Se la verità tarda a venire a galla

Insomma, la sensazione è che la Siremar non si stia sbattendo più di tanto per tirare sù quel relitto, e che potrebbe essere incalzata di più.
Eppure, se come era stato garantito dalla Siremar, il Giorgione era appena stato rimesso completamente a nuovo, non dovrebbe avere interesse la stessa compagnia a recuperarlo al più presto per non deteriorarlo del tutto? I motori per esempio, dopo due mesi sott’acqua non saranno da buttar via? “Ma tanto siamo sempre noi cittadini a pagare le spese…”
A meno che non le paghi l’assicurazione – mi spiega un ingegnere di Alcamo – Un aliscafo vecchio di 18 anni com’era il Giorgione vale poco: e quel poco, vale ancora meno dopo che il mezzo è rimasto a lungo sommerso. E a questo punto, forse per la Siremar non varrà la pena investire altri soldi per renderlo operativo, ma sarà preferibile utilizzare una clausola che consente di incassare il premio previsto dall’assicurazione quando una nave è divenuta inutilizzabile”.

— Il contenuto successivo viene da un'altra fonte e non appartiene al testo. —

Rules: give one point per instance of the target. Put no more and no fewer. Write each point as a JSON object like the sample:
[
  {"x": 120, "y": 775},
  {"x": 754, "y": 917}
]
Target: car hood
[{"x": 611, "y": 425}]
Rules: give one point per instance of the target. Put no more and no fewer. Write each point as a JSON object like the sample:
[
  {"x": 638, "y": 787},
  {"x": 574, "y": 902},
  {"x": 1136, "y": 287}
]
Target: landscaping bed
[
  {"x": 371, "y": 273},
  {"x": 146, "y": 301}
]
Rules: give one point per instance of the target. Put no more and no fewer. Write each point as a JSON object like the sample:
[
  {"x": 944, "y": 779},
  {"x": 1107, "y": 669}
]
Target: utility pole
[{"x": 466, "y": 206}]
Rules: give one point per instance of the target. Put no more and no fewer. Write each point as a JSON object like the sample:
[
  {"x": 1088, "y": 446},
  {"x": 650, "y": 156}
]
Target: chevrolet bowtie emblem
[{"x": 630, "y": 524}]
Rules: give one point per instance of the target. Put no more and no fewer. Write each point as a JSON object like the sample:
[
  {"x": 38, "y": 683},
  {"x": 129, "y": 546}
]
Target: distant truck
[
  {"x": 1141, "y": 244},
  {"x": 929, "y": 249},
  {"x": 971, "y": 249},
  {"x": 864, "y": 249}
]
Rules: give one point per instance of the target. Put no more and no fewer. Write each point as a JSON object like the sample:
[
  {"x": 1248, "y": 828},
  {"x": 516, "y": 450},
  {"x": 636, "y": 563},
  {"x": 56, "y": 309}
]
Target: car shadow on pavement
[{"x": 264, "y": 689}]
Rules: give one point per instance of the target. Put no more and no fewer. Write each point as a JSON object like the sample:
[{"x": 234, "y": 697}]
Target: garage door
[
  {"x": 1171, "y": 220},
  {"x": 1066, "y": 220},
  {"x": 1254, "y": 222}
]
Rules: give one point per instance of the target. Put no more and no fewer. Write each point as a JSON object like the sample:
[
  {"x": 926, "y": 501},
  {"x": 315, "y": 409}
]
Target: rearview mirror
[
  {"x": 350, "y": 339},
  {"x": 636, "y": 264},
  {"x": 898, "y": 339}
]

E l’ingegnere di Alcamo mi suggerisce anche di rileggere quanto apparso sui giornali subito dopo l’incidente, quando, cioè, l’attenzione dell’opinione pubblica era ancora focalizzata sul disastro: “Vedrà che una rilettura rivela diverse incongruenze con quanto avvenuto in seguito”.
In effetti, si legge, per esempio, sui giornali in edicola sabato 11 agosto, che l’incidente è avvenuto dopo le 20,30 ma che “due rimorchiatori hanno rimosso l’aliscafo nella notte tra giovedì e venerdì” e che “il mezzo è affondato completamente attorno alle 2 di venerdì”. Il tutto sotto titoli che parlano già di “Giallo su un guasto al timone”.
“Guasto che potrà essere accertato solo quando il mezzo sarà riportato a galla” dichiara subito la Capitaneria, dalle cui parole si intuisce che il recupero sembra facile e imminente: “Lunedì si tenterà di riportare a galla il Giorgione”, si legge, infatti, su la Sicilia dell’11 agosto.
E più o meno il succo è lo stesso anche su la Repubblica del 12 agosto: “Il recupero del relitto sommerso su un fondale di 7 metri, servirà a stabilire con esattezza se davvero il Giorgione avesse problemi meccanici. Le operazioni sono state già avviate e dovrebbero concludersi tra due settimane”; sulla Sicilia del 14 agosto: “Il recupero potrebbe cominciare già da oggi… verrà condotto dalla Siremar e a farlo dovrebbe essere una società di Palermo”; e sulla Sicilia del 15 agosto “… si ritiene che il recupero dell’aliscafo possa avvenire tra il 17 e il 18 agosto”.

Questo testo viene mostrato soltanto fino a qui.